What texts do you use for training purposes?
Handwritten logbooks kept by the captains of the Dutch fleet exploring Australia and Tasmania in 17th century.
Why is handwriting so important for you?
Because many AI teams are now trying to use untagged data. The best models that can understand a language have been being constructed for about a year and a half with the use of tens of gigabytes of text. It’s really a lot – more than we will ever see in our entire life. These models can see almost everything in the Internet and use that to create their own vision of sentences and content. They are able to learn which sentences mean the same thing and which sentences are contradictory. As far as a language is concerned, this has already happened. In terms of speech processing, you can say that these systems are almost ready for use. But, as far as I know, no one has achieved anything similar for handwriting. We’re still working on it as, for now, we are not satisfied with the results.
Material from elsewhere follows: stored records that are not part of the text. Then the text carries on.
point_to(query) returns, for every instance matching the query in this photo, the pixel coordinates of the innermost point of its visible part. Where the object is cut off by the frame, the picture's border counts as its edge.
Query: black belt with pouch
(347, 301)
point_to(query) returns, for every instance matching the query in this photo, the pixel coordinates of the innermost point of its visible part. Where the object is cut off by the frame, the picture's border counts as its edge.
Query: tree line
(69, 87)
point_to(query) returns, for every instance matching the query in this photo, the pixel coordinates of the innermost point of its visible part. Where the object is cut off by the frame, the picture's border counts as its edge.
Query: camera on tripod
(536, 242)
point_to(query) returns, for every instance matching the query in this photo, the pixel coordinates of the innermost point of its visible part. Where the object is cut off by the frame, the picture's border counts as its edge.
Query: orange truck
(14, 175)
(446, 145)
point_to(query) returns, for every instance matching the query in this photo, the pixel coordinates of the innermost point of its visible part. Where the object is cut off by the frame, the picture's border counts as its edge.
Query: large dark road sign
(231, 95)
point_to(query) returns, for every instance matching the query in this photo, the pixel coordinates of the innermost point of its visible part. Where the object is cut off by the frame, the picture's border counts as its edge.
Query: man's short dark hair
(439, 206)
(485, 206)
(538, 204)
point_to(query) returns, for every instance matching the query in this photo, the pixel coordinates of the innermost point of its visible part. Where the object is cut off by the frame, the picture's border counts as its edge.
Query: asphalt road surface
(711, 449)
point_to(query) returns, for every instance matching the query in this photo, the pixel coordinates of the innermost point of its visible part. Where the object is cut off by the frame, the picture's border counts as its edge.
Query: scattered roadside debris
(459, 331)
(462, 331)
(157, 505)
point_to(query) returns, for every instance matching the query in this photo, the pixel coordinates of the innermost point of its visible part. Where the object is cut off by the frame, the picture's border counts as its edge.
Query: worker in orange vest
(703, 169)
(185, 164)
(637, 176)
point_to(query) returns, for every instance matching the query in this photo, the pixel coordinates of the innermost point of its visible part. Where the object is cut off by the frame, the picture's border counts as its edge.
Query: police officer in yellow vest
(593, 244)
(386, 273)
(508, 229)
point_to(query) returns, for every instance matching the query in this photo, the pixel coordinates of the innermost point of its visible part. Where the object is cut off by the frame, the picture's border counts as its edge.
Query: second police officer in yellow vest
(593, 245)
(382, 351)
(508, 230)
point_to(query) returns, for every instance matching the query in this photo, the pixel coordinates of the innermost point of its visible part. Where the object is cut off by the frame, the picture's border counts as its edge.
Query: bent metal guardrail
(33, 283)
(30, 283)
*Jan Chorowski, PhD, is the AI Head in NavAlgo and an assistant professor at the Faculty of Mathematics and Computer Science , University of Wrocław. He got his master’s degree from the Wrocław University of Science and Technology, took his PhD from the University of Louisville, and obtained his habilitation degree from the University of Wrocław. He collaborated with numerous research teams, including Google Brain, Microsoft Research and the Yoshua Bengio Laboratory, University of Montreal. He was also the leader of the research team during JSALT 2019 workshops organized by the Johns Hopkins University. His professional interests include use of neural networks in intuitional problems and in problems that are easy for the humans but difficult for the machines, such as speech and natural language processing. In NavAlgo Chorowski has been developing artificial intelligence solutions for objects in motion.